Like Mia Francesca and Manny’s Deli, Terragusto always felt like one of those staple restaurants around town that everyone and their proverbial mother had been to, but, well, me. A close friend raved about it for months, and finally got a small group together to check it out. It’s the kind of Italian food I love, fresh, daily homemade pasta, bright flavors, fresh, sustainable seafood and meats, quaint, simple room (without cheesy murals or wicker-wrapped chianti bottles stashed in every open corner), and plenty of food for a good price. We ordered the chef’s tasting (available at the new Terragusto location), a prix-fixe selection ($48) where a parade of antipasti, salads, starters, entrées, desserts and coffee are sent your way at the chef’s whim. You share everything with your tablemates, from the trout salad and white bean purée smeared crunchy crostinis, to the spinach custard flan, Rushing Waters Trout and Wagyu beef. But the highlight of our momentous meal was by far the cuttlefish ink pasta dotted with fat, buttery shrimp. Cuttlefish is more sustainable than squid, and when its ink is used to make the silky pasta ribbons, a briney, delicious treat ensues.
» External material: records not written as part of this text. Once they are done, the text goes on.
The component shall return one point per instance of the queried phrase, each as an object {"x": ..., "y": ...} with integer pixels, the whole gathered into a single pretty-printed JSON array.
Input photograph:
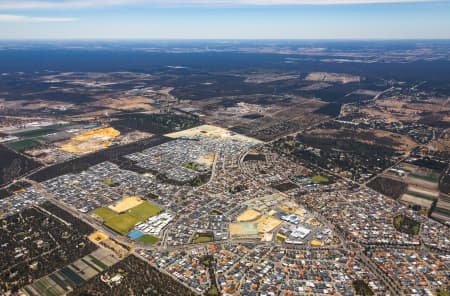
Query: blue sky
[{"x": 224, "y": 19}]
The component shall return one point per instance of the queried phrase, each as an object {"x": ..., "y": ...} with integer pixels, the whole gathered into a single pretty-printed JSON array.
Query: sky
[{"x": 224, "y": 19}]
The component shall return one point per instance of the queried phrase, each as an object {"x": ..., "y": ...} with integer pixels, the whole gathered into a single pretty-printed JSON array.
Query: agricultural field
[{"x": 51, "y": 244}]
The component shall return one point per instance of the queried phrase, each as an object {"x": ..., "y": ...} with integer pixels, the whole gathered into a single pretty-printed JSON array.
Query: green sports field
[
  {"x": 148, "y": 239},
  {"x": 123, "y": 223},
  {"x": 144, "y": 211},
  {"x": 319, "y": 179}
]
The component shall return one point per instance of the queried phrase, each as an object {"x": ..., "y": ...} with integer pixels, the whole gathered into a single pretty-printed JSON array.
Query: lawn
[
  {"x": 148, "y": 239},
  {"x": 202, "y": 239},
  {"x": 122, "y": 223},
  {"x": 144, "y": 211},
  {"x": 406, "y": 225},
  {"x": 319, "y": 179},
  {"x": 104, "y": 213}
]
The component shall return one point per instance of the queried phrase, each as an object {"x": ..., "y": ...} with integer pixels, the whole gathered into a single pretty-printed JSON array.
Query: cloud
[
  {"x": 79, "y": 4},
  {"x": 12, "y": 18}
]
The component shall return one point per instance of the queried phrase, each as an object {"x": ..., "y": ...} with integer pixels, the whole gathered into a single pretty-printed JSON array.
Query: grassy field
[
  {"x": 23, "y": 144},
  {"x": 148, "y": 239},
  {"x": 406, "y": 225},
  {"x": 123, "y": 223},
  {"x": 104, "y": 213},
  {"x": 202, "y": 239},
  {"x": 320, "y": 179},
  {"x": 144, "y": 211}
]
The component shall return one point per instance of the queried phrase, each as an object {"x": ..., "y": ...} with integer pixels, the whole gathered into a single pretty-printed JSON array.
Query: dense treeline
[
  {"x": 139, "y": 278},
  {"x": 13, "y": 165},
  {"x": 388, "y": 187}
]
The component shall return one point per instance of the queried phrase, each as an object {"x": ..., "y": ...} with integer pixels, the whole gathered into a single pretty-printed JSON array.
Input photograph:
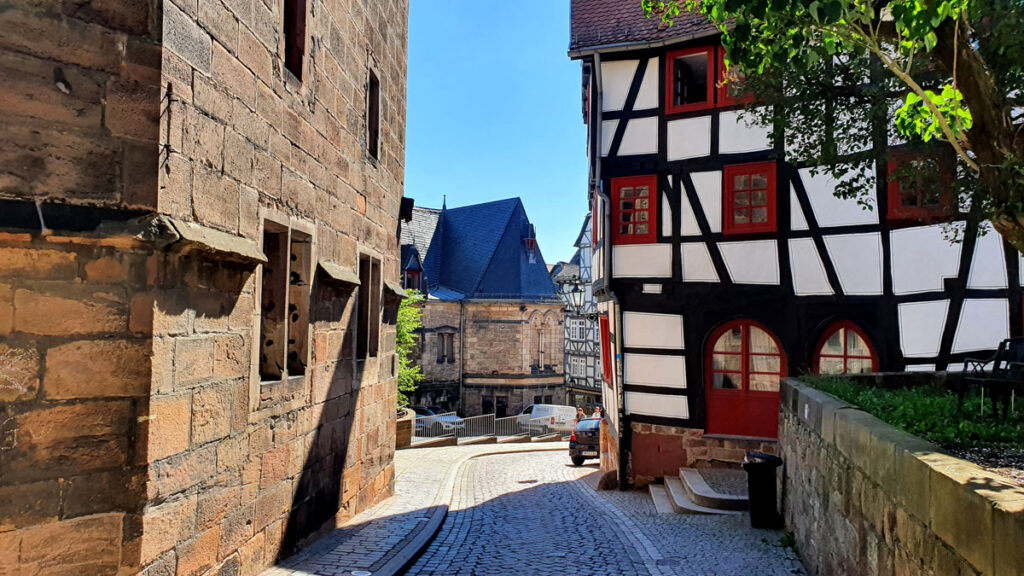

The shrimp add bursts of color and sweet-salty touches to the perfect pasta dish.
Besides the inky delight, I also loved our antipasti course, a melange of watery buffalo mozzarella slices, pickled veggies, egg salad, bright beet salad and cheese filled pastries.
Dinner continued with dessert, the best being a dark chocolate mousse with caramel and berry pannacotta. We left happily full, nothing compared to those stumbling out of Geja’s, nestled just below the restaurant. I’ll be back to give the chef’s tasting another go, and now to get to Manny’s and Mia.. 340 W. Armitage Ave. and 1851 W. Addison.